Where there are genuine concurrent causes of delay the approach adopted by the courts in Scotland differs from the approach adopted by the courts in England.

In Scotland the loss should be apportioned between the causes. See John Doyle Construction Ltd v Laing Management (Scotland) Ltd [2004] and London Underground Ltd v Citylink Telecommunications Ltd Rev 1 [2007].

In England the contractor should be granted a full extension of time but they cannot recover in respect of the loss caused by the delay unless the loss has been caused in fact by the occurrence under consideration. The question of whether the loss has been caused in law by the occurrence is referred to as 'remoteness of damage' and is discussed in the next section.

Remoteness

Having satisfied the tests of causation in fact, the third test is to establish whether or not the loss has been caused by an occurrence in law.
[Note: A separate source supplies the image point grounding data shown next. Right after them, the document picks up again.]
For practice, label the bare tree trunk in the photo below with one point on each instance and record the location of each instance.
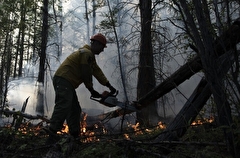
(146, 74)
(44, 42)
(40, 94)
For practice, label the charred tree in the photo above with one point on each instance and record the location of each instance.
(146, 77)
(44, 34)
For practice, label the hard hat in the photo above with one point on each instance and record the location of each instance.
(99, 37)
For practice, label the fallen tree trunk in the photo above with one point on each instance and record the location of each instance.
(224, 43)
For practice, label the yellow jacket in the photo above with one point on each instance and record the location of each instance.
(79, 67)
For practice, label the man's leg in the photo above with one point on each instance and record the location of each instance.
(73, 119)
(63, 101)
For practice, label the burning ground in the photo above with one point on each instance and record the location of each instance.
(27, 139)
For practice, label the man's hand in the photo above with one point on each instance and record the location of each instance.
(112, 89)
(94, 93)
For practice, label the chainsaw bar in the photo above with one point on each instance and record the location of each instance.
(113, 101)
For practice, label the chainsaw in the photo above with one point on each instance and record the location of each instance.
(110, 100)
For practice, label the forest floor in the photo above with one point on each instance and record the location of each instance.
(200, 141)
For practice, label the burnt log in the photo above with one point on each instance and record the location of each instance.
(227, 41)
(192, 107)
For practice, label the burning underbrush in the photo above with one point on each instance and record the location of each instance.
(97, 139)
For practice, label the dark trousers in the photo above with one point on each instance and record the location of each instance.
(66, 107)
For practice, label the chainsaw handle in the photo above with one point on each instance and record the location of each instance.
(101, 100)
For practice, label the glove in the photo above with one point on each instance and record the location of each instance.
(94, 93)
(112, 89)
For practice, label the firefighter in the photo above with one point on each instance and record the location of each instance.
(77, 68)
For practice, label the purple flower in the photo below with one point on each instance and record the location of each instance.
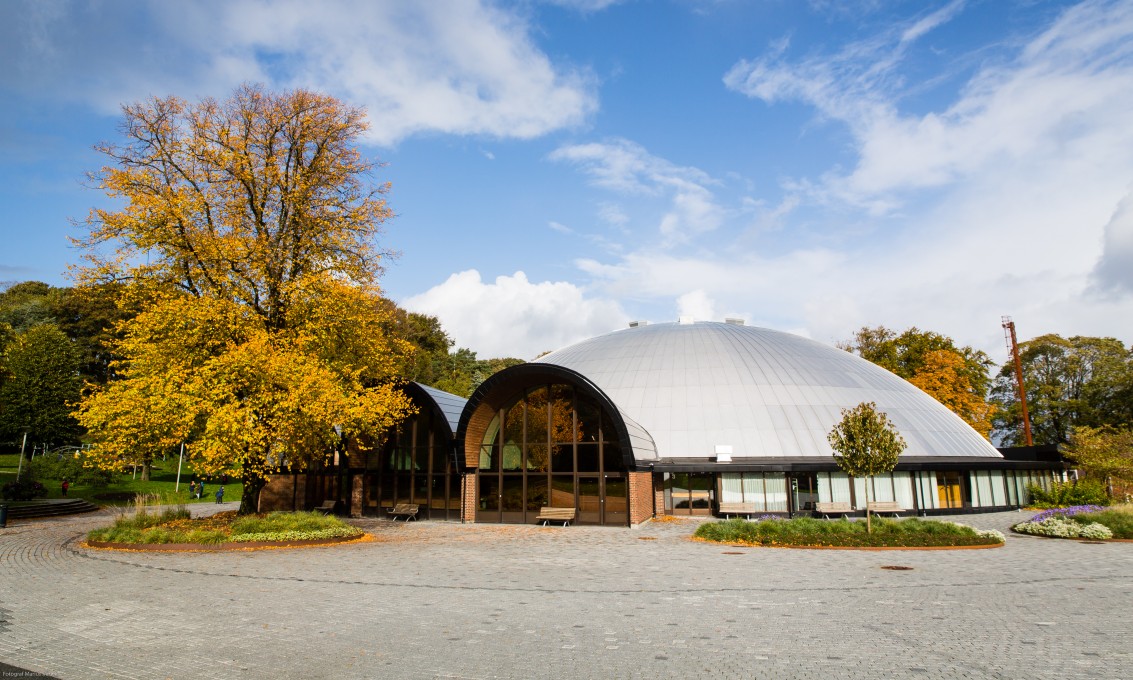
(1066, 511)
That is, whether or not a loss is 'too remote'.

In F. G. Minter v Welsh Health Technical Services Organisation [1980], the court decided that the first rule in Hadley v Baxendale [1854] was synonymous with 'direct loss and/or expense' under the Joint Contracts Tribunal (JCT) 63 standard form of contract. We can apply this reasoning to the JCT 2011 forms and to 'additional costs' under the Institution of Civil Engineers (ICE) forms.

The test to be applied is whether or not the loss arose naturally from the ordinary course of things. That is, whether at the time a contract was entered into, a reasonable person would have concluded that the loss of the type in question was a serious possibility, or a real danger as a result of the event in question.

This issue has been reconsidered and approved by the House of Lords in the case of Jackson v Royal Bank of Scotland (HL; 2005).

For example a situation in which an architect issues late information, which delays a brickwork subcontractor by 4 weeks. One week after the subcontractor would otherwise have completed the works, they become insolvent. The main contractor is put to considerable additional cost and delay in appointing another subcontractor to complete the works. Is the employer liable for this additional time and cost? The additional cost has been caused in fact by the late information, as without this, the additional costs arising out of the insolvency would not have been incurred. However, it may not be recoverable by the contractor. It may be considered too remote, on the grounds that it is a type of loss that the parties could not reasonably have considered (at the time that the contract was entered into) as being a serious possibility as a result of late issue of information.

However, if both causation in fact and in law have been satisfied, then the loss is recoverable under the head of claim under consideration (see Section 4.2.2.2 of the Surveyors' Construction Handbook).

Mitigation

'Mitigation' is the phrase used in law to refer to the obligation on the claimant to temper the costs that it intends to claim as damages.

This principle denies the claimant the opportunity to recover any part of the damage that has been caused unnecessarily or that could readily have been avoided by the claimant. (See British Westinghouse Company v Underground Electric Railways [1912].)

The principle does not impose on the claimant an obligation to take any step that a reasonable and prudent person would not ordinarily take in the course of their business. Nor does it impose on the claimant an obligation to spend significant sums of money to mitigate a loss.

Similarly, the express obligation in clause 2.28.6.1 of JCT Standard Building Contract With Quantities 2011 (JCT 2011) is not thought to impose on the contractor an obligation to spend substantial sums of money to reduce delays.